Certainly, there was nothing “crusty” about Mary Tyler Moore, who got her start playing Laura Petrie, America’s favorite housewife, on The Dick Van Dyke Show. But The Mary Tyler Moore Show was nonetheless shaped by the second-wave feminism that Girlboss caricatures. From the beginning, Moore was a workplace comedy that gamely skewered workplace sexism: the drunken misbehavior of Richards’ boss, the cheery incompetence of Richards’ better-paid colleagues, and Richards’ own gracious charm in the face of it all. It was one of the first sitcoms to show women building a meaningful life through satisfying work. But it also addressed things that prevent a woman from accessing that work in the first place—forces which, in the real world as on The Mary Tyler Moore Show, were social and political. In Girlboss, Amoruso observess that “having money spells freedom.” But, for most of history, women have not been free to have careers or control over their own money—a fact of which The Mary Tyler Moore Show seems aware, and of which Girlboss does not.

Much of the appeal of the Mary Tyler Moore Show is as a coming-of-age story—for Mary Richards, for the TV sitcom, and for the so-called “new woman” that Richards represented. But while having a career is how Mary Richards makes it on her own, it isn’t what what makes her an adult. She already was one: Richards is 30 years old when the series begins, and was originally written as a divorcée (though CBS refused, on the grounds that a divorced lead would tank the series’ ratings). What makes her an adult is what makes an adult out of anyone: independence, thoughtfulness, a willingness to care for herself and others.

There is, as Alyssa Bereznak writes for The Ringer, a “maddening cognitive dissonance” in watching Girlboss’s origin story of self-described feminist CEO against the backdrop of Amoruso’s recent legal troubles.
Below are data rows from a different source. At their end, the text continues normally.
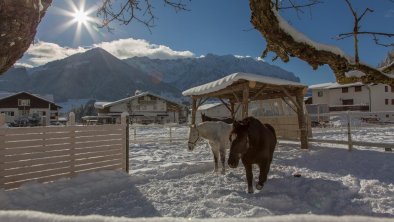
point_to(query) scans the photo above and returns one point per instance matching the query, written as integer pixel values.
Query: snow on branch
(285, 41)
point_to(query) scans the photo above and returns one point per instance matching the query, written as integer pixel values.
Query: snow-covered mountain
(189, 72)
(97, 74)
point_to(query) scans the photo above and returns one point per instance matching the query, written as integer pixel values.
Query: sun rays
(82, 19)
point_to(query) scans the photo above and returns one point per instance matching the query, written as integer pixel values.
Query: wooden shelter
(241, 88)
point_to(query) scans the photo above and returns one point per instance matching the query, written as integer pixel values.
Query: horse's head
(239, 142)
(194, 136)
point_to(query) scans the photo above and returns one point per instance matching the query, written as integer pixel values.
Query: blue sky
(214, 26)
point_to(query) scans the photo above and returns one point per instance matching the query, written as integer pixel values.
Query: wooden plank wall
(286, 127)
(47, 153)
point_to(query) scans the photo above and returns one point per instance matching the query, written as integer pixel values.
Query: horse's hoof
(259, 186)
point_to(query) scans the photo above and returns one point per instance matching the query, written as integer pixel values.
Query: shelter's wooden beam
(258, 93)
(201, 101)
(226, 105)
(290, 97)
(293, 108)
(228, 90)
(302, 120)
Nasty Gal filed for bankruptcy last year, and Amoruso has been mired in lawsuits for, among other things, firing pregnant women. The business strategies laid out in Amoruso’s book and TV show don’t seem very compatible with feminist politics or, for that matter, professional success.
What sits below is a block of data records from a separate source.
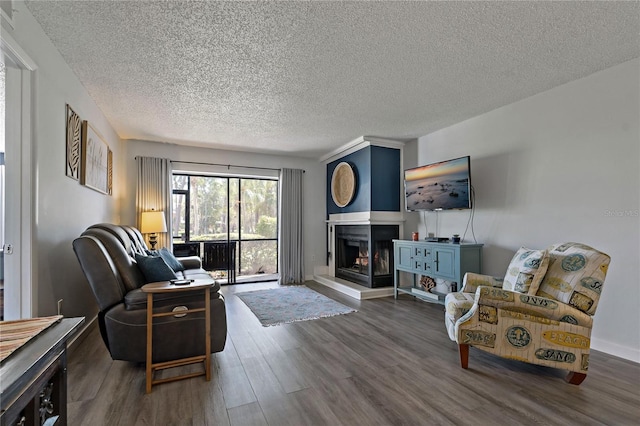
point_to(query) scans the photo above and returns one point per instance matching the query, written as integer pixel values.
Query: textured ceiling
(303, 78)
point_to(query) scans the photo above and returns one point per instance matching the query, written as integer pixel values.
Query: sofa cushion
(154, 268)
(575, 276)
(526, 271)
The Mary Tyler Moore Show, by contrast, never claimed to be a political or professional rallying cry. But for all its shag carpet and second-wave sensibility, it seems radical all over again next to the proliferation of Girlboss-like manifestos for women in the workplace. It doesn’t, for one, conflate activism with adolescence, or confuse maturity with paying bills—something which people of any age can struggle to do for reasons that having nothing to do with character. Above all, The Mary Tyler Moore Show was never about “adulting,” but about actual adulthood—which, for Mary Richards, had nothing to do with an IPO. That view, to quote Girlboss, might be “crusty,” but it’s far more compassionate.